Phase 6: End-to-End Integration#
Goal: Run a small hand-constructed program across 1-2 PEs and verify results.
Components:
tests/test_integration.py— multi-PE programs: PE0 CONST feeds PE1 ADD, SM round-trip (PE writes, PE reads), fan-out via DUAL mode, conditional routing via SWITCH- Stretch: CfgToken abstract mutation test (load IRAM via token injection)
Dependencies: Phase 5 (initialization API)
Done when: A hand-constructed program executes end-to-end across 2 PEs with correct token flow, matching, execution, and output routing. SM read/write round-trip produces correct data. or1-emu.AC6 criteria covered.

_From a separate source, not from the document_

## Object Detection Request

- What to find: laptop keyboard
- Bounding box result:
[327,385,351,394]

Additional Considerations#
Split-ready PE stages. The PE process loop calls stage methods sequentially. To split into independent SimPy processes later, replace method calls with inter-stage SimPy Stores. The method signatures are designed for this: each takes explicit inputs and returns explicit outputs, no implicit shared state between stages.
CfgToken stretch goal. Abstract mutation (direct IRAM/route_table write from a CfgToken) can be added in Phase 6 without architectural changes — the PE process loop already has a cfg check branch. Full hardware-faithful cfg processing (PE locking, multi-cycle writes) is out of scope.
Shared mutable list footgun. sm_mod.py line 29 uses [SMCell(...)] * size which creates a list of references to the same object. The emulator's SM will need to create independent cell instances.